Lower imports of gold mainly, but also crude oil and other goods, and a healthy 11.15 per cent growth in exports helped pare the deficit to well below August’s figure of $10.9 billion.
This is good news for the current account deficit — the difference between imports of goods, services and all transfers of money, and exports of goods, services and transfers — which bloated to $88.2 billion or 4.8 per cent of GDP (gross domestic product) in 2012-13, raising fears of a balance of payments crisis.

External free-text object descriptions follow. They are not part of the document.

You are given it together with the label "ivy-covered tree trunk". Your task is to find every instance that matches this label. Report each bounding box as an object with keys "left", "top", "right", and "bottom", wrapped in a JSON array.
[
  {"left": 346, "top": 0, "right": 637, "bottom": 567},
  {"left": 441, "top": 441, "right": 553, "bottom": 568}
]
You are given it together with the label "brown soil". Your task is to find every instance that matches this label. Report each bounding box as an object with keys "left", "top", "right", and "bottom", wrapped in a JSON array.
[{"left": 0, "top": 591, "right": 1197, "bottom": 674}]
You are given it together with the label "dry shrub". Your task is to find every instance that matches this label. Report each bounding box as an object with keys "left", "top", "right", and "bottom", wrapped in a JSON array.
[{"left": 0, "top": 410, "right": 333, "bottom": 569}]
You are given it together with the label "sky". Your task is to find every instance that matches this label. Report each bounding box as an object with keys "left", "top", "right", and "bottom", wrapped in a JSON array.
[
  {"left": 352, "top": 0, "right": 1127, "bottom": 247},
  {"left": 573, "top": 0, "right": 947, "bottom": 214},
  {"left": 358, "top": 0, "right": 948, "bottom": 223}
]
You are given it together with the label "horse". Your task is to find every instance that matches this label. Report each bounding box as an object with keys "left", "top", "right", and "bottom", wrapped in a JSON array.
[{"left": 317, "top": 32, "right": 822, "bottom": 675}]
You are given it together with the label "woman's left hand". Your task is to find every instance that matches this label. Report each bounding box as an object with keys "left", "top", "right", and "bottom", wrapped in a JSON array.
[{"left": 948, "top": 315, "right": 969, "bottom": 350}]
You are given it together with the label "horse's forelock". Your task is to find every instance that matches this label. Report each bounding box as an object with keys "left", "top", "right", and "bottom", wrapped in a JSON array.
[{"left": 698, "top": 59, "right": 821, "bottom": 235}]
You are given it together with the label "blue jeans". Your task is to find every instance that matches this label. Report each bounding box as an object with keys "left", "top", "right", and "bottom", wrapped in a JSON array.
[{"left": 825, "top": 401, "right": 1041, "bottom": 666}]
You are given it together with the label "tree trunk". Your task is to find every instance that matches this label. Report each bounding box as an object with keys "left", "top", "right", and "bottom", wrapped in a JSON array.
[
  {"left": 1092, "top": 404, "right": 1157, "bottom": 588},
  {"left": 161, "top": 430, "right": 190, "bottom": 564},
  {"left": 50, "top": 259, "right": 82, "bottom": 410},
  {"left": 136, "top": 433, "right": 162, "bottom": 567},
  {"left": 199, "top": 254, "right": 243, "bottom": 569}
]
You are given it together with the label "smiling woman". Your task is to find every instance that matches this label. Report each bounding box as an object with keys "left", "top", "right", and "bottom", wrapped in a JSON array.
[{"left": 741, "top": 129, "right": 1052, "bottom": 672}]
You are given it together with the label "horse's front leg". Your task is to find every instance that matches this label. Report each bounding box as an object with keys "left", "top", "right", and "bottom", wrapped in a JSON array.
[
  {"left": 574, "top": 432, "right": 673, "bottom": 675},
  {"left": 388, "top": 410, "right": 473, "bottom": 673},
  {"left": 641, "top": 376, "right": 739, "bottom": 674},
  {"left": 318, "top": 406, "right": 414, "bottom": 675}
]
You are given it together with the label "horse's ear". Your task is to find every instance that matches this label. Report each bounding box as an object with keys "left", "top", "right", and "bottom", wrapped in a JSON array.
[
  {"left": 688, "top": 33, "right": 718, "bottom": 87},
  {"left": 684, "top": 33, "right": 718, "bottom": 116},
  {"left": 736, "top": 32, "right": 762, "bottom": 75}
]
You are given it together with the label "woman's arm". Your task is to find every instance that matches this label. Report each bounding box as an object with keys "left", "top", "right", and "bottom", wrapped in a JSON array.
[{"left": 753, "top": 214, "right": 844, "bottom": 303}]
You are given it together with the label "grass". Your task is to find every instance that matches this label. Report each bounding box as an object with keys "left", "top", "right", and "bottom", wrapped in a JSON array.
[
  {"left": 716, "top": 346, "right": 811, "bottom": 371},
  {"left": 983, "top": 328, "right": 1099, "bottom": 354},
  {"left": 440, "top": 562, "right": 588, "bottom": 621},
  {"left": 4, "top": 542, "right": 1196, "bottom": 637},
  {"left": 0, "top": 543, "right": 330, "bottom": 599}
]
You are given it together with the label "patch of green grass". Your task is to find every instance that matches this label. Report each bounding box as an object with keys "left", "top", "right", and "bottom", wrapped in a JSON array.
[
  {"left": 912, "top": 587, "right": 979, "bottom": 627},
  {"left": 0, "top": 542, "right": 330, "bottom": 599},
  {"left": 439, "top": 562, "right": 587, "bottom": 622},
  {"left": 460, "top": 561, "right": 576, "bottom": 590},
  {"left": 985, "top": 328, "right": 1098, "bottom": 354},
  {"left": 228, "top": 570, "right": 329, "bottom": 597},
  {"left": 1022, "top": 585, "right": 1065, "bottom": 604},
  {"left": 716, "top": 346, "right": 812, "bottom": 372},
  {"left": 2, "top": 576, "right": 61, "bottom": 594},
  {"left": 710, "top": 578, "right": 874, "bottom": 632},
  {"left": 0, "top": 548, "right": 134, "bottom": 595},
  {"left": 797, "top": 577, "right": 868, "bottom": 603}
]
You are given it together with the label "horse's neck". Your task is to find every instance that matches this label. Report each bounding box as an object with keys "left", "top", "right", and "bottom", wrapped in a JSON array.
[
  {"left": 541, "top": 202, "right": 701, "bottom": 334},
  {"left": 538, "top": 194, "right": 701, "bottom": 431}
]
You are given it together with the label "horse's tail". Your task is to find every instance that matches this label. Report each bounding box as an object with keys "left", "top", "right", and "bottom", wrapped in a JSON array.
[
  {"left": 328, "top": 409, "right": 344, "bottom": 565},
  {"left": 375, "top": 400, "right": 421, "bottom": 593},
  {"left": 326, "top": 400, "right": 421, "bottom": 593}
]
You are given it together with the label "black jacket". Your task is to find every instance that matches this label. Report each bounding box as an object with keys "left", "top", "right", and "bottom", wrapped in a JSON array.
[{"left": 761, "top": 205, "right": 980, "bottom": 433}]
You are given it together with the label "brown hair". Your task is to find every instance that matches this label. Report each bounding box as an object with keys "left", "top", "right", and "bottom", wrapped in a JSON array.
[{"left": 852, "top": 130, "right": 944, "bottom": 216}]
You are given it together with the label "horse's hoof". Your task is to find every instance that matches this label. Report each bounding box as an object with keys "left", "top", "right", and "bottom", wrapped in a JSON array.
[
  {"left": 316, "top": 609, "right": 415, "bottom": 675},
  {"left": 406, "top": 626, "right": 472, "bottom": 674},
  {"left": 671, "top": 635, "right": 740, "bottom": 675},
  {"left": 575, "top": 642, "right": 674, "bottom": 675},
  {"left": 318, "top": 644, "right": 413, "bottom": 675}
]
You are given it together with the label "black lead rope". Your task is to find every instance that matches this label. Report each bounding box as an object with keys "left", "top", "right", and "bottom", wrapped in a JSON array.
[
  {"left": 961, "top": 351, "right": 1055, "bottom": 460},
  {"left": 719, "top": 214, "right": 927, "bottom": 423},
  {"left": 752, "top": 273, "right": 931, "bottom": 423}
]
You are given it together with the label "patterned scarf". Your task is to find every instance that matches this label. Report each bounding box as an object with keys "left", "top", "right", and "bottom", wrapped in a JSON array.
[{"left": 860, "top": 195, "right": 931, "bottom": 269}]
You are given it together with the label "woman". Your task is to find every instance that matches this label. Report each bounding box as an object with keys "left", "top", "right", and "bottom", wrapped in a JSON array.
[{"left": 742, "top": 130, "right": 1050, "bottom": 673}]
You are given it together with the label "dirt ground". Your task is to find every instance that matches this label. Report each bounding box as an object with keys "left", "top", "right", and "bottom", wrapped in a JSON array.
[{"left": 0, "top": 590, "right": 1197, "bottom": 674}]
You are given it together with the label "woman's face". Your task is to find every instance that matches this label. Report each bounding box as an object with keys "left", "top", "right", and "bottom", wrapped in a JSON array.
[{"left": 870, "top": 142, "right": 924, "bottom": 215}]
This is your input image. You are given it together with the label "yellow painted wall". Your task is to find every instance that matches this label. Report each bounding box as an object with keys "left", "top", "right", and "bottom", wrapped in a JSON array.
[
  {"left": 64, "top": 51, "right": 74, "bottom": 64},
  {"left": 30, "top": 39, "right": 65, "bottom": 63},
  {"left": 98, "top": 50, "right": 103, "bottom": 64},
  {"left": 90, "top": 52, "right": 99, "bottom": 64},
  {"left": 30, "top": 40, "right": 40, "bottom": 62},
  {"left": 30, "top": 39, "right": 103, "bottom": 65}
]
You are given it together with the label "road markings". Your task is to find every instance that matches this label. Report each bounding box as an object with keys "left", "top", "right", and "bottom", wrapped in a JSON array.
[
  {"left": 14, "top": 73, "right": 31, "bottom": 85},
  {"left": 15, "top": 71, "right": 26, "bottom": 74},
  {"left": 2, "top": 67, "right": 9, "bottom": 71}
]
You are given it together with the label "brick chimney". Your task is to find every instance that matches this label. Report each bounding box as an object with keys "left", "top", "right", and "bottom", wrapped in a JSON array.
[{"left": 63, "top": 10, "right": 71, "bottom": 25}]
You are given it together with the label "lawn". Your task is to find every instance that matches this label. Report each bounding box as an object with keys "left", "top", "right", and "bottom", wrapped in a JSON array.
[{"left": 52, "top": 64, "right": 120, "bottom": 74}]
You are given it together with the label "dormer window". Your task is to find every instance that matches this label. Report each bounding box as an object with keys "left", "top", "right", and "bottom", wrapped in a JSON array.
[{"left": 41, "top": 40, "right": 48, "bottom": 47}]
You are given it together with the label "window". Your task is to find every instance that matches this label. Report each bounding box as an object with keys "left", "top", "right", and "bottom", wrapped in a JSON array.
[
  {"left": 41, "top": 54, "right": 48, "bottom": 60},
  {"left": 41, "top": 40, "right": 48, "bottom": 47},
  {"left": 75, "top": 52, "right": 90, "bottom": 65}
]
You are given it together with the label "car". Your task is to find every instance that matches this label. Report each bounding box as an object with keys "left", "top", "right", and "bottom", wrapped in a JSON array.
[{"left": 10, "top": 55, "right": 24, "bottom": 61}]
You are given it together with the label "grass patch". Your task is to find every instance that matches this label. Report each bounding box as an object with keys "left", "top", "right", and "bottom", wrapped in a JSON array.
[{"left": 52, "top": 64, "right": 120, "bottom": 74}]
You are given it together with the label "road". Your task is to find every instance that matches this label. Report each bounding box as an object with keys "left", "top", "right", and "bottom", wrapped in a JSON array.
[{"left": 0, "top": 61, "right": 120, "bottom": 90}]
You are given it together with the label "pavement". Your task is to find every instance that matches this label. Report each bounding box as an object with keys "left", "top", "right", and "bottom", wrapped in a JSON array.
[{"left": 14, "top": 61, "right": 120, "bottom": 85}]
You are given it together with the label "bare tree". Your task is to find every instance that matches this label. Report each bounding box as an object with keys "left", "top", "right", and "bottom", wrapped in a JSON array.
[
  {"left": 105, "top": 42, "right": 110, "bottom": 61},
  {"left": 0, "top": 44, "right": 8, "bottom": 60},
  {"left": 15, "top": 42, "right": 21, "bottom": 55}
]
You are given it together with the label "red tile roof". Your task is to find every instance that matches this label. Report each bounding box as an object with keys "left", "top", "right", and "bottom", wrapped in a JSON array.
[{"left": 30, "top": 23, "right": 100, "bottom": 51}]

“Imports have shown a significant fall of 18.1 per cent, and exports have shown a rise of 11.15 per cent in September. The trade deficit is the lowest in the last 30 months. I am quite confident that import-containment measures put in place for non-essential imports are playing out extremely well, and we need to continue this so that our rupee becomes stronger,” Commerce Secretary S.R. Rao told reporters here.
While the Reserve Bank of India decreed in July that 20 per cent of every consignment of gold imported will have to be set aside for export, the government increased duty on gold imports to 10 per cent in August.
These measures had the desired effect, as gold imports plunged more than 80 per cent to $0.8 billion in September from $4.6 billion a year earlier. Crude oil imports declined by about six per cent, to $13.19 billion.
During April-September this fiscal, exports grew by 5.14 per cent to $152.1 billion while imports declined by 1.8 per cent to $232.23 billion.
The trade deficit for the six-month period was $80.1 billion.
The rupee gained from its intra-day low of Rs.62.30 to the dollar post announcement of trade data, and closed at Rs.61.93, down 14 paise from Tuesday’s close.
The Federation of Indian Export Organisations (FIEO) president Rafeeque Ahmed expressed confidence that exports would touch $350 billion this fiscal.
“The trade deficit is likely to come down to below $150 billion for this fiscal, which will help the government to keep the current account deficit (CAD) within $70 billion,” he said.
I am confident that import-containment measures for non-essential imports are playing out well, and we need to continue this so that our rupee becomes stronger.